The Supplementary Motor Cortex

Penfield described a cortical motor area, the supplementary motor area (SMA), on the top or dorsal part of the cortex. Each neuron in the SMA may influence many muscles, many body parts, and both sides of the body. The map of the body in SMA is therefore extensively overlapping. SMA projects directly to the spinal cord and may play some direct role in the control of movement.

Based on early work using brain imaging techniques in the human brain, Roland suggested that the SMA was especially active during the internally generated plan to make a sequence of movements. In the monkey brain, neurons in the SMA are active in association with specific learned sequences of movement.
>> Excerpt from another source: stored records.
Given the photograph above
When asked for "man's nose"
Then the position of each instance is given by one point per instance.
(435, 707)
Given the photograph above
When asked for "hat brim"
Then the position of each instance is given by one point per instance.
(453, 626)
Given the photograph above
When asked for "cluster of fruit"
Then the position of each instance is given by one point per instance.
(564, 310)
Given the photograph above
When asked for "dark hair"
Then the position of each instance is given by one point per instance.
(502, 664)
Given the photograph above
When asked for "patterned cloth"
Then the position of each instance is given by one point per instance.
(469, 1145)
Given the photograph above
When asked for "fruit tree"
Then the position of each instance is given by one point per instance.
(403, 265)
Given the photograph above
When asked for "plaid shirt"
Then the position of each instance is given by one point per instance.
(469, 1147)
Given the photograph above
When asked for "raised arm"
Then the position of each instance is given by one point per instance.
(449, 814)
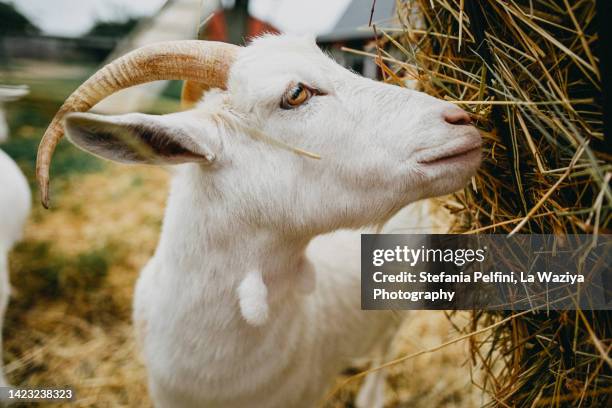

Others have suggested that, because the SMA appears to control movement bilaterally, it may play a role in inter-manual coordination.

Yet others have suggested that, because of the direct projection of SMA to the spinal cord and because of its activity during simple movements, it may play a direct role in motor control rather than solely a high level role in planning sequences.

On the basis of the movements evoked during electrical stimulation, it has been suggested that the SMA may have evolved in primates as a specialist in the part of the motor repertoire involving climbing and other complex locomotion.

Based on the pattern of projections to the spinal cord, it has been suggested that another set of motor areas may lie next to the supplementary motor area, on the medial (or midline) wall of the hemisphere. These medial areas are termed the cingulate motor areas. Their functions are not yet understood.